Antibiotic resistance is a critical problem facing modern medicine, with an increase in number of recent cases involving antibiotic resistant bacteria resulting from overuse of antibiotics. The causes of resistance are still mostly unknown, as are the mechanisms by which it arises and how best to counter it without exacerbating the situation by exerting selective pressure. When dealing with infections in the clinic, determining the nature of the infection is important for applying the most efficient treatment. Current methods for detecting antibiotic resistance, such as phenotypic analysis or molecular detection by PCR of affected genes, tend to be slow or limited to searching for a single known mutation.

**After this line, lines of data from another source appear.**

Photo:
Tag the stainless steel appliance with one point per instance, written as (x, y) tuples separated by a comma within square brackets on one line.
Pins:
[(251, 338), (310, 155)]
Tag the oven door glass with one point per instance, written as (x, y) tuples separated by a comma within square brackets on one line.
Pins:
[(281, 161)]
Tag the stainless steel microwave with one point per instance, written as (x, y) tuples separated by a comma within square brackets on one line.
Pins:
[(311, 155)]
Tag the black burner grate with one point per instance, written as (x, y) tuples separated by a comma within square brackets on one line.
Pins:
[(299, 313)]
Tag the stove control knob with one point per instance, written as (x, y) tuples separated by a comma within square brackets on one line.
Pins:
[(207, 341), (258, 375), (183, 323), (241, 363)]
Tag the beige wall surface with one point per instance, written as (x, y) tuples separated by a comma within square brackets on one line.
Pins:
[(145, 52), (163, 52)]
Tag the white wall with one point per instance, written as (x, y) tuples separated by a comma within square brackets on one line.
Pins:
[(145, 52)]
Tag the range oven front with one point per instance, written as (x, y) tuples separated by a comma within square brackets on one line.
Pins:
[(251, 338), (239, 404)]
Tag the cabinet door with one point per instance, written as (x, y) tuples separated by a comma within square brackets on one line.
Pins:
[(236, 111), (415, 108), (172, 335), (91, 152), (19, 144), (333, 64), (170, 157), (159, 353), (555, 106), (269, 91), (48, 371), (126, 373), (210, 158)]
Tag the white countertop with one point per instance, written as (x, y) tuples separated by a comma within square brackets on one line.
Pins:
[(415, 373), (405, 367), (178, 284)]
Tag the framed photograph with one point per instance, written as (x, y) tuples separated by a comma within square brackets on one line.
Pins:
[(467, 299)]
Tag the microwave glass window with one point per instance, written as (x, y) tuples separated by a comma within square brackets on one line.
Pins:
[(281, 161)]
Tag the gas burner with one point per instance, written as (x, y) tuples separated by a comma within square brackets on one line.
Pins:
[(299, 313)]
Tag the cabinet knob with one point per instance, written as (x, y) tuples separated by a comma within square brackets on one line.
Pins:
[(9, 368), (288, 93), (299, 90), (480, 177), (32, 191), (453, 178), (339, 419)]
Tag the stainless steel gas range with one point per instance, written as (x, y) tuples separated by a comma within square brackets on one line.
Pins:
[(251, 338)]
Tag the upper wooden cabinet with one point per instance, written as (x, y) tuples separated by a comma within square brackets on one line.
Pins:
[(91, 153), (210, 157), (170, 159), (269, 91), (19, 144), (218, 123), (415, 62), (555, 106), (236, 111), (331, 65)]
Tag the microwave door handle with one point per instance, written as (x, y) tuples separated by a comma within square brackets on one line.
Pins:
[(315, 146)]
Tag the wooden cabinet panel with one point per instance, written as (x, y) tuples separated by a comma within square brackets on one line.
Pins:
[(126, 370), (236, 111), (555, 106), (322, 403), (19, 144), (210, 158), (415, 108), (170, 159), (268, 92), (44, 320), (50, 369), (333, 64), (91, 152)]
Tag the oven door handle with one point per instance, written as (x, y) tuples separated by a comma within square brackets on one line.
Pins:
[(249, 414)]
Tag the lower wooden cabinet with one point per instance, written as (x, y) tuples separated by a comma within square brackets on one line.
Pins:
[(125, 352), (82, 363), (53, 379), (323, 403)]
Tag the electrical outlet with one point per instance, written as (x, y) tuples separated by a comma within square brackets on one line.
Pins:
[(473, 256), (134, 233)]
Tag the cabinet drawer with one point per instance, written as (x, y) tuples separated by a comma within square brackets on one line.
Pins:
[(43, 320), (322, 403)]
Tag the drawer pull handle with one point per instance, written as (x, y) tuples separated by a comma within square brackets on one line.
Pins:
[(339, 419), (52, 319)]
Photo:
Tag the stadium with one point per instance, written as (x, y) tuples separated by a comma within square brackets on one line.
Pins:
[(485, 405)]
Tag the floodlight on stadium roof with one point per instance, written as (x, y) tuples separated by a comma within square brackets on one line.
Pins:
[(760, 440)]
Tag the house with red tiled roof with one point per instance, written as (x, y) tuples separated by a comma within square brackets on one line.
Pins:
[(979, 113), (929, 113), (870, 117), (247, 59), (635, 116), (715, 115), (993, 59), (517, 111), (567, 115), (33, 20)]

In the event of ubiquitous resistance to antibiotics, we would have no way to combat bacterial infections. This would leave us without a good way to combat many prevalent diseases. Additionally, there are currently antibiotic resistant, disease-causing bacteria (MRSA, certain strains of tuberculosis, and certain strains of E. coli, among others) that it would be useful to have the ability to easily detect the presence of or kill.

Specific idea:

Use known resistance mutations to target antibacterial-resistant bacteria in order to detect or kill them. Create a more specific and/or faster assay to detect the presence of antibacterial-resistant bacteria in a bacterial infection Target known resistance mutations to (kill cells expressing mutations/detect specific resistance mutations in the clinic) Alternatively do something with the fact that approach from TB paper can be used to detect resistance (easier assay to detect resistance)?

General Approach:

Generate a Zn finger that specific to the mutation sequences in antibiotic-resistant bacteria Attach a marker (in the case of detection) or a cytotoxic/antibiotic agent (in the case of killing antibiotic-resistant bacteria) to the Zn finger Deliver the Zn finger to the cells Use the results of Zn finger treatment appropriately

References Describes current methods for detecting antibiotic resistance - phenotypic analysis is still the method of choice for most clinical applications, but molecular methods (PCR and similar) have the advantage in detecting specific mutations. After sequencing 47 strains of TB, researchers found that there were multiple resistance sequences that were conserved throughout the different strains. Resistance sequences were shown to provide specific drug resistance. Bacterial genomic DNA was attached to a chip. The microarray chip was used to detect the bacterial species whose genome was attached to the chip, and showed a low proportion of cross-hybridization. Protocol to generate chemically competent cells. In the event that we need to transform the Zn fingers into the cells, they need to be chemically competent. Describes the generation and delivery of Zinc fingers to cultured cells. Zinc fingers were generated using PCR amplification from mammalian expression vectors and fusing the DNA binding sequence with a DNA cleavage domain. They were then transformed into chemically competent cells, and the of the cleavage protein were quantified. On-chip culturing methods were combined with Surface Plasmon Resonance (SPR) to detect low levels of a bacterial pathogen. This decreased the number of processing steps and the processing time needed to detect bacterial pathogens. Description of a chip to detect bacteria using microfluidics and monoclonal antibodies. A sample containing bacteria is passed through a well on the chip. Antibodies hold cells in place, which changes the impedance of the well. This change can then be measured to determine whether and how many bacteria were present. The chip is used for concentrations down to 10^4 CFU/mL, roughly appropriate for a urinary tract infection.